I counted to ten. “One question. What would you do if you found a note from a woman who thought she’d be killed soon and the police wouldn’t be interested in doing anything about it?”
“I certainly wouldn’t create problems where there aren’t any.”
“Wouldn’t it be better to risk making a mistake than to risk somebody’s life?”
“You might as well know right now,” Beth said. “I don’t have Lydia’s address or phone number.”
If she weren’t a nursing mother and I hadn’t been in a public restaurant, I might have shouted ungentle words. Instead, I clung to logic by my fingernails. “You’re her friend. You worked with her.”
“Not a close friend, and I never went there. I saw her at meetings, events. She’s very reserved and private. Some people think she’s chilly, actually, but I don’t.”
“I don’t, either. Maybe not even reserved or private. Just scared that if somebody got close, she’d visit at the wrong time, ask the wrong questions. Find out what really goes on in that house.”
Alexander conveniently had a fit, and the conversation ended. When I hung up the phone, my cold, which had been in retreat, thumped back on the field. My head ached and my eyes felt like Red Cross flags.

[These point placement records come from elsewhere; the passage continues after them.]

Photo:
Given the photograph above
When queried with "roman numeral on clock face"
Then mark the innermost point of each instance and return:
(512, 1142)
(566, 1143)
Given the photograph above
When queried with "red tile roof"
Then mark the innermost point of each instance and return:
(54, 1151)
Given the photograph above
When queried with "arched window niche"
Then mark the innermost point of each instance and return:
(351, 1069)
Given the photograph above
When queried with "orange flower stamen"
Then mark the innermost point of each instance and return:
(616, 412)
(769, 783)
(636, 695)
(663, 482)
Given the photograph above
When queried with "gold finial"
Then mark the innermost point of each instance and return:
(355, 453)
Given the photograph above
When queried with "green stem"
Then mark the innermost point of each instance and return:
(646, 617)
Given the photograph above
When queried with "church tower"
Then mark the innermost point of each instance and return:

I stomped through the deli to the cashier’s stand and paid the bill, ready to throw in the towel, or the book, and go home and huddle under the covers. Catch up on some of those million ways to snag guys. I was pretty sure that gratuitous sleuthing was not on the list.
My exit was halted by a sound that further disoriented me. “Mandy! Hey—over here!”

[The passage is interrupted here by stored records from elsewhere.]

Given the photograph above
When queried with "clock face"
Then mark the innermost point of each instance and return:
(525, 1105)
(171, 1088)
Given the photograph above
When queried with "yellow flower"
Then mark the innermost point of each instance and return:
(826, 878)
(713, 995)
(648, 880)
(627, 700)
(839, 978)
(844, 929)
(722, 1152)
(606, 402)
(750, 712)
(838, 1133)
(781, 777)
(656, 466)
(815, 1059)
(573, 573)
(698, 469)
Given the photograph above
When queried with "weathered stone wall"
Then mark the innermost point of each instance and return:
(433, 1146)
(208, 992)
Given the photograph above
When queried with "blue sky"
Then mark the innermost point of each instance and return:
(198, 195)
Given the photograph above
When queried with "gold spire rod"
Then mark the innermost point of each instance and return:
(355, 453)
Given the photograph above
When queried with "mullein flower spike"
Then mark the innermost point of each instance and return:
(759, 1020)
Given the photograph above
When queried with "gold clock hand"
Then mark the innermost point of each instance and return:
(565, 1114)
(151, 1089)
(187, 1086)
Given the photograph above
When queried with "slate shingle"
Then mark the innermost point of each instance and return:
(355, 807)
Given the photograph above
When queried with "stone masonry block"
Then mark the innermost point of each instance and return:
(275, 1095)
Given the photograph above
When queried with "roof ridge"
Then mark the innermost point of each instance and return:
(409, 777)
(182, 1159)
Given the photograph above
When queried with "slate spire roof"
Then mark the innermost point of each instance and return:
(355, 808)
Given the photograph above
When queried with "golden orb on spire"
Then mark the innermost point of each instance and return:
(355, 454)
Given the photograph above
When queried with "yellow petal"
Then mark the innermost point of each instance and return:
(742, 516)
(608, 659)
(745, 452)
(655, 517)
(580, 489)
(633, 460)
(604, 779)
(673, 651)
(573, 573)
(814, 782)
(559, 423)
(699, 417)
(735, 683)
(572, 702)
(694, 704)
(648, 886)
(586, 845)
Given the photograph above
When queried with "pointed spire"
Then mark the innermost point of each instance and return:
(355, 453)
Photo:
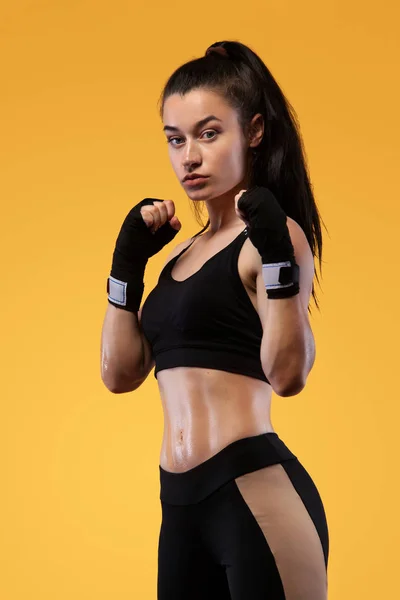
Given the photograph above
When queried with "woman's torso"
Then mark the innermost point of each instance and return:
(206, 409)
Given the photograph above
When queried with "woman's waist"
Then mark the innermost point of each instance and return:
(201, 417)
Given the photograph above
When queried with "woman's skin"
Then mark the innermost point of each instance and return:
(206, 409)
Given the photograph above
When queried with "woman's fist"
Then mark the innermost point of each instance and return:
(157, 214)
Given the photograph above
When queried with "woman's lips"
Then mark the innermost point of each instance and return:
(194, 182)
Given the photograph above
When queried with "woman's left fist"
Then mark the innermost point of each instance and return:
(266, 221)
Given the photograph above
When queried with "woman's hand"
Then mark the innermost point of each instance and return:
(157, 214)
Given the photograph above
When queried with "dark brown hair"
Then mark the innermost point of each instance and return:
(279, 162)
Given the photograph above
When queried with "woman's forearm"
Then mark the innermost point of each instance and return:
(122, 350)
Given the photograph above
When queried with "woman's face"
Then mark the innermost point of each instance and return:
(217, 148)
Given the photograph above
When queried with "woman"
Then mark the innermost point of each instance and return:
(226, 324)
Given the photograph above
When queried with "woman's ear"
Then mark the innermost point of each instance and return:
(256, 129)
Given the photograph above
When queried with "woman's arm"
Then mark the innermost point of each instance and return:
(126, 358)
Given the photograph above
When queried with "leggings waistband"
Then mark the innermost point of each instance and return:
(240, 457)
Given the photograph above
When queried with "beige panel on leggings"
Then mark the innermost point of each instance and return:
(289, 531)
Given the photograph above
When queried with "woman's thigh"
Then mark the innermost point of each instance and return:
(268, 529)
(185, 570)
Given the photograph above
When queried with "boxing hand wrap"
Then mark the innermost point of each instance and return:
(134, 246)
(269, 233)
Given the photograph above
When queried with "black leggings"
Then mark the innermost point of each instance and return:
(246, 524)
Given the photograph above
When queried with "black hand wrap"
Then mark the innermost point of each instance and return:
(134, 246)
(269, 233)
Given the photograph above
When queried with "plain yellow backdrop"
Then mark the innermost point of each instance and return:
(81, 143)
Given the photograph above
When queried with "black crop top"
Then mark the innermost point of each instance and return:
(207, 320)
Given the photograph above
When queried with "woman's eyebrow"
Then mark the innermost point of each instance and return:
(197, 125)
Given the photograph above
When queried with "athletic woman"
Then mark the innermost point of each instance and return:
(225, 325)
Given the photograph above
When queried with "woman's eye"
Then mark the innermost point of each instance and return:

The call of my sort-of-beloved, peeking out of one of the trysting booths, where he didn’t belong. I didn’t need to go to detective school to deduce who occupied the other side of that brown wooden nook.
I considered bolting, but by the time the concept reached my muscles, Mackenzie was at my side.
“Come meet Jinx.” He guided me to their booth, as if I couldn’t find it myself. He’d been infected with acute southernness by his houseguest. “Went to the Barnes,” he said.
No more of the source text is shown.